Post on: 18 Август, 2015 No Comment

Introduction To Stock Trading

Welcome to the world of stocks

Everybody knows the old maxim “buy low, sell high,” and we all hear rumors around the water cooler about stocks that are poised to take off. Some people think that’s all you need to know to make a killing in the stock market.

Those people are wrong.

Before you begin to invest in stocks or actively trade them, it’s crucial for you to understand exactly what a stock is and the fundamentals of how the stock market works. After all, you’re looking to put your money on the line and you should be informed before taking that first step. A stock is a type of security reflecting ownership in a publicly traded company.

Included here are important items to know before plunking down money for that first investment or initial trade, including: what it means to own stock; a comparison of stocks to bonds and a list of potential risks and rewards; an explanation of how stocks are bought and sold in the primary and secondary marketplaces; a discussion of the rights and protections of stockholders; a comparison of common and preferred stock; and insight into the NYSE and NASDAQ markets. Last, but certainly not least, you’ll learn about two major forces on stock prices — supply and demand and quarterly earnings reports. All of this is essential knowledge for any aspiring trader or investor.

Stock and bonds: How companies raise money

As companies evolve over time, sometimes they need to raise capital in order to expand operations, buy new equipment, build a new factory or office building, and myriad other purposes. For smaller endeavors, it may be possible to borrow money from a bank to cover expenses. When very large sums are needed, however, companies may instead decide to issue securities to the general public.

One way to go about this is to borrow money by issuing “debt securities” like bonds. When corporations sell bonds, they’re borrowing money from the institutions and members of the public who buy them. In return for the loan, bond buyers expect to receive interest payments and then receive the full face value of the bond at a specified date in the future.
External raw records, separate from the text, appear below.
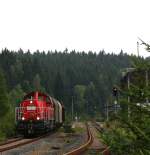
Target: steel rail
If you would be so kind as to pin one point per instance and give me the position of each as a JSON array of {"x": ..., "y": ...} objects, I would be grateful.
[
  {"x": 83, "y": 147},
  {"x": 13, "y": 146}
]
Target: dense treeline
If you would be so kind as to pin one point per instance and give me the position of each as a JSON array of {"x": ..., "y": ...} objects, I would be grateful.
[
  {"x": 85, "y": 78},
  {"x": 128, "y": 130}
]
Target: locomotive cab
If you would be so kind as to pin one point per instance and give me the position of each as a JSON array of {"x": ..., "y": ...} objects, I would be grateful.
[{"x": 35, "y": 114}]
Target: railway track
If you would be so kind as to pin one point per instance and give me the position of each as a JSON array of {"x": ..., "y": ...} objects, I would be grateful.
[
  {"x": 76, "y": 150},
  {"x": 12, "y": 144}
]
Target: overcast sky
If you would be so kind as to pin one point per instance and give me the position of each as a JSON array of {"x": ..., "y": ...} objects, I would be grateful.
[{"x": 86, "y": 25}]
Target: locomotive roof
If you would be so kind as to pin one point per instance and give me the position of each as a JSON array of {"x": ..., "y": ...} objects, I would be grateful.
[{"x": 32, "y": 94}]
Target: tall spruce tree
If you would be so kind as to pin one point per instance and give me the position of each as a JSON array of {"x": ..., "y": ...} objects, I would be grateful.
[{"x": 3, "y": 95}]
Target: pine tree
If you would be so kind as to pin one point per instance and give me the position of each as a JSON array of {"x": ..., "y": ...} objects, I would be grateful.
[{"x": 3, "y": 95}]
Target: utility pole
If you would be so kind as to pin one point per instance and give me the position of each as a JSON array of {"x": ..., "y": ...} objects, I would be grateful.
[
  {"x": 72, "y": 109},
  {"x": 107, "y": 112},
  {"x": 137, "y": 48},
  {"x": 128, "y": 96},
  {"x": 146, "y": 82}
]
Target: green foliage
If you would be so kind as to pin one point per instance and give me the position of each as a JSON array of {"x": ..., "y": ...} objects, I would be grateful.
[
  {"x": 131, "y": 134},
  {"x": 3, "y": 95}
]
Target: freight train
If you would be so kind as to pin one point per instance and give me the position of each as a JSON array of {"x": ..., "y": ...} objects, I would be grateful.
[{"x": 38, "y": 113}]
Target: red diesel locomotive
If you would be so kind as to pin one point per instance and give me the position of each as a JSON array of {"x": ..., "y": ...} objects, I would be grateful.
[{"x": 38, "y": 113}]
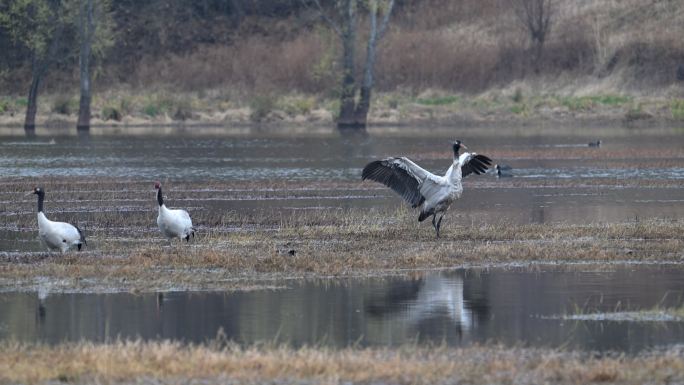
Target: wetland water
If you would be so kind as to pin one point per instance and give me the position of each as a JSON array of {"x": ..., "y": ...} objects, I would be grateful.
[
  {"x": 462, "y": 307},
  {"x": 558, "y": 178}
]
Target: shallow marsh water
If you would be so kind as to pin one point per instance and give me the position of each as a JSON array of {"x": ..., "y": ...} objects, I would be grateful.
[
  {"x": 462, "y": 307},
  {"x": 634, "y": 175}
]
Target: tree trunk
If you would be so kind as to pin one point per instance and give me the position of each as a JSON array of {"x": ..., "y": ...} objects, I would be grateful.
[
  {"x": 348, "y": 91},
  {"x": 32, "y": 106},
  {"x": 39, "y": 67},
  {"x": 362, "y": 108},
  {"x": 86, "y": 27}
]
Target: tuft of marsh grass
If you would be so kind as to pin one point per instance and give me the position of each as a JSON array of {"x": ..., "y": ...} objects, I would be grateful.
[
  {"x": 438, "y": 100},
  {"x": 166, "y": 361}
]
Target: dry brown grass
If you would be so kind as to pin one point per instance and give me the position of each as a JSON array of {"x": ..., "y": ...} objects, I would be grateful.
[
  {"x": 172, "y": 362},
  {"x": 238, "y": 249}
]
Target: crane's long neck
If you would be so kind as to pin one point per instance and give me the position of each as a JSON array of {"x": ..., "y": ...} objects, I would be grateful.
[
  {"x": 160, "y": 198},
  {"x": 453, "y": 174},
  {"x": 41, "y": 198}
]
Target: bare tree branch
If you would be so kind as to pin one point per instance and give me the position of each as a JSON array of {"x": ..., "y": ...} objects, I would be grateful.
[
  {"x": 324, "y": 16},
  {"x": 385, "y": 19}
]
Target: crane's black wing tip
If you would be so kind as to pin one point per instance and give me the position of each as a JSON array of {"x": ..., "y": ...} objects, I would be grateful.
[{"x": 370, "y": 169}]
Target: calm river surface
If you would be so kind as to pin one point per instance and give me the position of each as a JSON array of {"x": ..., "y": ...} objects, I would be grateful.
[
  {"x": 635, "y": 174},
  {"x": 462, "y": 307}
]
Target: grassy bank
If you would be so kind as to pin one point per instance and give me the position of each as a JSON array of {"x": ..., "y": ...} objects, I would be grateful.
[
  {"x": 171, "y": 362},
  {"x": 242, "y": 249},
  {"x": 515, "y": 105},
  {"x": 344, "y": 244}
]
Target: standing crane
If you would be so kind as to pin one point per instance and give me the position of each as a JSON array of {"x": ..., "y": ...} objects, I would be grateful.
[{"x": 418, "y": 186}]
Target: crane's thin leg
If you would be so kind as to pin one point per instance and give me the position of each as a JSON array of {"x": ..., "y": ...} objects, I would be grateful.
[
  {"x": 439, "y": 224},
  {"x": 434, "y": 224}
]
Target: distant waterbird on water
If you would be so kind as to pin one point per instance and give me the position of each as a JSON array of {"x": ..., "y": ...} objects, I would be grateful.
[
  {"x": 420, "y": 187},
  {"x": 57, "y": 235},
  {"x": 173, "y": 223}
]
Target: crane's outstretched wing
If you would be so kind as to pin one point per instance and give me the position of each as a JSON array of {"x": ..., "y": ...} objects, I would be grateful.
[
  {"x": 401, "y": 175},
  {"x": 474, "y": 163}
]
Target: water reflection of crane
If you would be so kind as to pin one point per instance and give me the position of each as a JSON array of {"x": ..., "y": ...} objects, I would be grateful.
[{"x": 424, "y": 304}]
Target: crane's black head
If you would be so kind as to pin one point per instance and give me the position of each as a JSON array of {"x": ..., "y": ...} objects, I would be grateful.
[
  {"x": 160, "y": 198},
  {"x": 457, "y": 147}
]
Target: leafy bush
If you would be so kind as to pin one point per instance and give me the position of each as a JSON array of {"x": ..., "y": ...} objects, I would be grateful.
[
  {"x": 517, "y": 96},
  {"x": 298, "y": 105},
  {"x": 111, "y": 113},
  {"x": 151, "y": 110},
  {"x": 438, "y": 100},
  {"x": 183, "y": 110},
  {"x": 261, "y": 106}
]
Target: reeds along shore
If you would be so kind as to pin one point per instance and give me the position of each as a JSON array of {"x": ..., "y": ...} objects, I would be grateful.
[
  {"x": 126, "y": 252},
  {"x": 173, "y": 362}
]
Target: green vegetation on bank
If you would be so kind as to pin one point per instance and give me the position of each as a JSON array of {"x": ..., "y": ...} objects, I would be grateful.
[{"x": 121, "y": 107}]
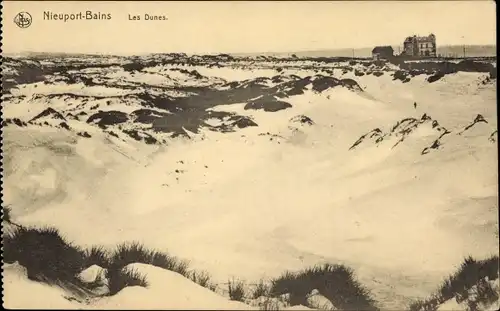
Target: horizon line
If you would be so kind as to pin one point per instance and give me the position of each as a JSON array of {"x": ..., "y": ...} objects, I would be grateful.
[{"x": 230, "y": 53}]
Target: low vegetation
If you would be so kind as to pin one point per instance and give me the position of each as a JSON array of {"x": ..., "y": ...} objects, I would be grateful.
[
  {"x": 472, "y": 273},
  {"x": 336, "y": 282},
  {"x": 121, "y": 278},
  {"x": 261, "y": 289},
  {"x": 236, "y": 290},
  {"x": 49, "y": 257}
]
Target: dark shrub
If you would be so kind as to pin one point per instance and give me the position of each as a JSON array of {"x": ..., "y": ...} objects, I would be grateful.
[
  {"x": 135, "y": 252},
  {"x": 121, "y": 278},
  {"x": 335, "y": 282},
  {"x": 44, "y": 253},
  {"x": 6, "y": 214},
  {"x": 111, "y": 117},
  {"x": 236, "y": 290},
  {"x": 435, "y": 77},
  {"x": 96, "y": 255},
  {"x": 261, "y": 289},
  {"x": 471, "y": 272},
  {"x": 268, "y": 104}
]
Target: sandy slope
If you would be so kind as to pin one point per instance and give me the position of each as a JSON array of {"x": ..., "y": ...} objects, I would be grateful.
[{"x": 245, "y": 206}]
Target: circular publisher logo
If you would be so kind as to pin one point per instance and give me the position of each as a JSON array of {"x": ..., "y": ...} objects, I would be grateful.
[{"x": 23, "y": 19}]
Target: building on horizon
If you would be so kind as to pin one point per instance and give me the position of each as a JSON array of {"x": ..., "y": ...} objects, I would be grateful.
[
  {"x": 382, "y": 52},
  {"x": 417, "y": 46}
]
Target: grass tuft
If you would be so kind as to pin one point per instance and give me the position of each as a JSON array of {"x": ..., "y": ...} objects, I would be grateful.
[
  {"x": 201, "y": 278},
  {"x": 471, "y": 273},
  {"x": 236, "y": 290},
  {"x": 261, "y": 289},
  {"x": 44, "y": 253},
  {"x": 335, "y": 282},
  {"x": 135, "y": 252},
  {"x": 6, "y": 214},
  {"x": 96, "y": 255},
  {"x": 121, "y": 278}
]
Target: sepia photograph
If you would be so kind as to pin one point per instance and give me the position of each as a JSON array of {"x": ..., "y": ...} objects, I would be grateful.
[{"x": 250, "y": 155}]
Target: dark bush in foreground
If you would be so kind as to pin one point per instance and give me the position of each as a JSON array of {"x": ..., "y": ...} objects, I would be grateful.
[
  {"x": 44, "y": 253},
  {"x": 134, "y": 252},
  {"x": 96, "y": 255},
  {"x": 435, "y": 77},
  {"x": 236, "y": 290},
  {"x": 472, "y": 272},
  {"x": 261, "y": 289},
  {"x": 121, "y": 278},
  {"x": 6, "y": 211},
  {"x": 335, "y": 282},
  {"x": 201, "y": 278}
]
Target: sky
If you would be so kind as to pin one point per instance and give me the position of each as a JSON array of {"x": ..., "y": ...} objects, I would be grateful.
[{"x": 244, "y": 26}]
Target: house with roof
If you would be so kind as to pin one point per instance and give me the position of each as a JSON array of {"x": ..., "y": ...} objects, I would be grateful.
[
  {"x": 417, "y": 46},
  {"x": 382, "y": 52}
]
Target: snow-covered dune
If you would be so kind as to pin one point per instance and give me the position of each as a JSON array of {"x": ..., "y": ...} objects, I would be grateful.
[{"x": 287, "y": 193}]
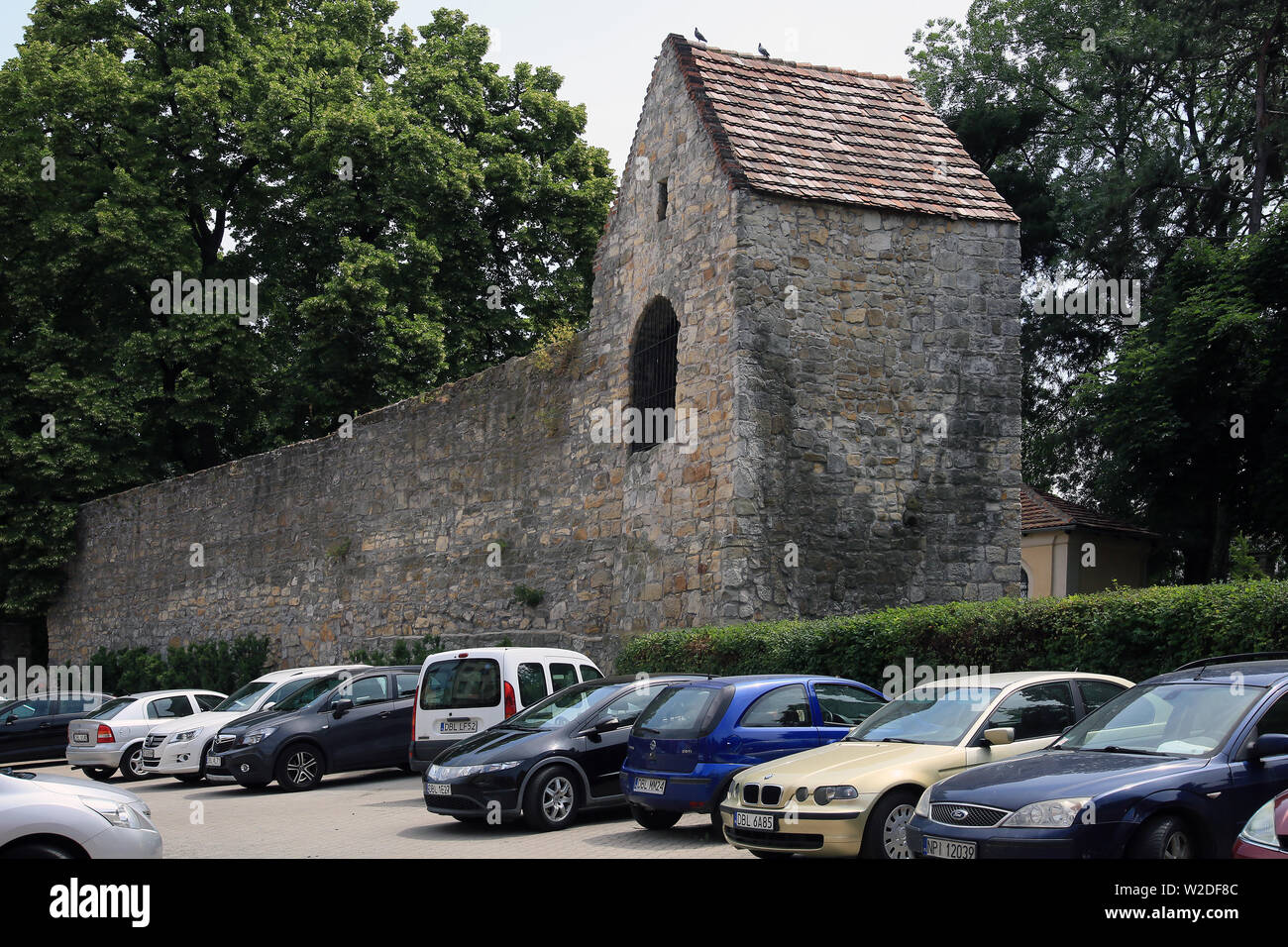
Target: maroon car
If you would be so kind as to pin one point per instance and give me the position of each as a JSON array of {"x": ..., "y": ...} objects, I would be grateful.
[{"x": 1266, "y": 832}]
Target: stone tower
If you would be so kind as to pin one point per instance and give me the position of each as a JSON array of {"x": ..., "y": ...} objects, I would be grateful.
[{"x": 803, "y": 263}]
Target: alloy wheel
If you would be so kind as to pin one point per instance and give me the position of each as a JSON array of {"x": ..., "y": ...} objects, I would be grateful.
[
  {"x": 301, "y": 768},
  {"x": 894, "y": 832},
  {"x": 557, "y": 799}
]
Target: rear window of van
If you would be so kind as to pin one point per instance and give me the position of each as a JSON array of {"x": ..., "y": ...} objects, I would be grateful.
[{"x": 459, "y": 684}]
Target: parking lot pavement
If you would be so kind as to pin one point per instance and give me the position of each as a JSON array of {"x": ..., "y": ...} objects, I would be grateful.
[{"x": 381, "y": 814}]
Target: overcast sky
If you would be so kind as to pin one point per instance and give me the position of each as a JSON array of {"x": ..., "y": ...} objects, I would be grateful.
[{"x": 605, "y": 51}]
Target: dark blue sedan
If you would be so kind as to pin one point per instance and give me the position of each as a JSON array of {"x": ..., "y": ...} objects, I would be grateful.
[
  {"x": 694, "y": 738},
  {"x": 1171, "y": 768}
]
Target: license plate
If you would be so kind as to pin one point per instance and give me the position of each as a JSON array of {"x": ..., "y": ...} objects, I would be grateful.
[
  {"x": 755, "y": 819},
  {"x": 653, "y": 787},
  {"x": 947, "y": 848}
]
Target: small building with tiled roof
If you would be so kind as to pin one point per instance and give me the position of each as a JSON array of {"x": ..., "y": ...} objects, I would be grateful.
[
  {"x": 798, "y": 394},
  {"x": 1069, "y": 548}
]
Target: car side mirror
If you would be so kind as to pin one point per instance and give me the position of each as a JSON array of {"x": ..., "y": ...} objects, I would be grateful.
[
  {"x": 604, "y": 725},
  {"x": 1267, "y": 745},
  {"x": 1000, "y": 736}
]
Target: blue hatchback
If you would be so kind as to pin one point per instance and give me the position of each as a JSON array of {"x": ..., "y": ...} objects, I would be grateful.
[
  {"x": 1171, "y": 768},
  {"x": 694, "y": 737}
]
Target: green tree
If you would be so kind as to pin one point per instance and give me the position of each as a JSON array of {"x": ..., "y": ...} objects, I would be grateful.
[
  {"x": 1119, "y": 129},
  {"x": 1186, "y": 424},
  {"x": 373, "y": 183}
]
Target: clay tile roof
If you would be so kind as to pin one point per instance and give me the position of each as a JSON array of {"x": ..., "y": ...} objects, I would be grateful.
[
  {"x": 1039, "y": 510},
  {"x": 825, "y": 134}
]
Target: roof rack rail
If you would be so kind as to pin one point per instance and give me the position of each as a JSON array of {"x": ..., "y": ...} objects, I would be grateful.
[{"x": 1229, "y": 659}]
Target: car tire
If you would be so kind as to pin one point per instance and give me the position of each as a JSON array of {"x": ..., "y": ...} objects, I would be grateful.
[
  {"x": 299, "y": 768},
  {"x": 38, "y": 849},
  {"x": 552, "y": 800},
  {"x": 655, "y": 818},
  {"x": 884, "y": 836},
  {"x": 1163, "y": 836},
  {"x": 132, "y": 764}
]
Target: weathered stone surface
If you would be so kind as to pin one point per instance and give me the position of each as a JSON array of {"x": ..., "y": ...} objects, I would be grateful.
[{"x": 872, "y": 427}]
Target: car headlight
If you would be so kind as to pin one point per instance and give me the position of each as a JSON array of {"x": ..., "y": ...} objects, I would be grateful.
[
  {"x": 116, "y": 813},
  {"x": 923, "y": 804},
  {"x": 825, "y": 793},
  {"x": 1054, "y": 813},
  {"x": 442, "y": 774},
  {"x": 1261, "y": 826}
]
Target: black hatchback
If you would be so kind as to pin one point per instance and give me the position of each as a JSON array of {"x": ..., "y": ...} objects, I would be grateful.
[
  {"x": 35, "y": 727},
  {"x": 357, "y": 718},
  {"x": 549, "y": 762}
]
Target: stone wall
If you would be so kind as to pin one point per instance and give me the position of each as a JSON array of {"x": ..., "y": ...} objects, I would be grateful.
[
  {"x": 815, "y": 425},
  {"x": 879, "y": 408},
  {"x": 344, "y": 543}
]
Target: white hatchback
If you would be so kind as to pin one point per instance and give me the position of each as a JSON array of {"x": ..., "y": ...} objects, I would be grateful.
[
  {"x": 179, "y": 748},
  {"x": 65, "y": 817},
  {"x": 463, "y": 692},
  {"x": 112, "y": 736}
]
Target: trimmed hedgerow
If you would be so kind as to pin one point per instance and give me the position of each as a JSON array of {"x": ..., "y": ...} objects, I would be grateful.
[
  {"x": 215, "y": 665},
  {"x": 1133, "y": 633}
]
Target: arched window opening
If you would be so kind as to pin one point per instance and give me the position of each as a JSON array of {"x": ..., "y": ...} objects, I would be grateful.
[{"x": 653, "y": 367}]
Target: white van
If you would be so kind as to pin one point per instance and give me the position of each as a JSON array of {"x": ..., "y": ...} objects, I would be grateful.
[{"x": 463, "y": 692}]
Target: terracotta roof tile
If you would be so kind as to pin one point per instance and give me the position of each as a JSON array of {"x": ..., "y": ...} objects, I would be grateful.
[
  {"x": 827, "y": 134},
  {"x": 1039, "y": 510}
]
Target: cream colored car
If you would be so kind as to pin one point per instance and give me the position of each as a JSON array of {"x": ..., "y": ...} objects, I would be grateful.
[{"x": 855, "y": 796}]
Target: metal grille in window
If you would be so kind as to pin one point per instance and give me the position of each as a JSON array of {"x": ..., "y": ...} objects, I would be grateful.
[{"x": 653, "y": 364}]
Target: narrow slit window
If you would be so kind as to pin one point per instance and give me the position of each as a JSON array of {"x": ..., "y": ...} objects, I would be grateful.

However, if a company does not wish to be saddled with interest payments to creditors and face repayment of the debt on a specified date, they may instead choose to issue “equity securities” like stock in order to raise the money they need.

Introduction To Stock Trading

Risks and rewards of stocks vs. bonds

When you own a stock, nothing is guaranteed. If the firm goes bankrupt, you can potentially lose your entire investment. There may be nothing left over for you as a stockholder once the banks and bondholders have been paid off during liquidation – stockholders claim lower priority in a bankruptcy filing than creditors.

On the other hand, if the company does well, you may stand to gain much more than bondholders. Not only might you receive dividends if the company is profitable, the value of the stock itself may also increase over time — sometimes with spectacular results. Although bondholders are typically exposed to less risk, they only stand to gain interest payments over time, which generally is less than potential gains from stocks.

When investing in stocks, your objective is to take calculated risks so that your assets will appreciate at a rate greater than potential interest payments. When investing in bonds, the objective is to preserve your assets at lower risk while generating income from interest payments over time.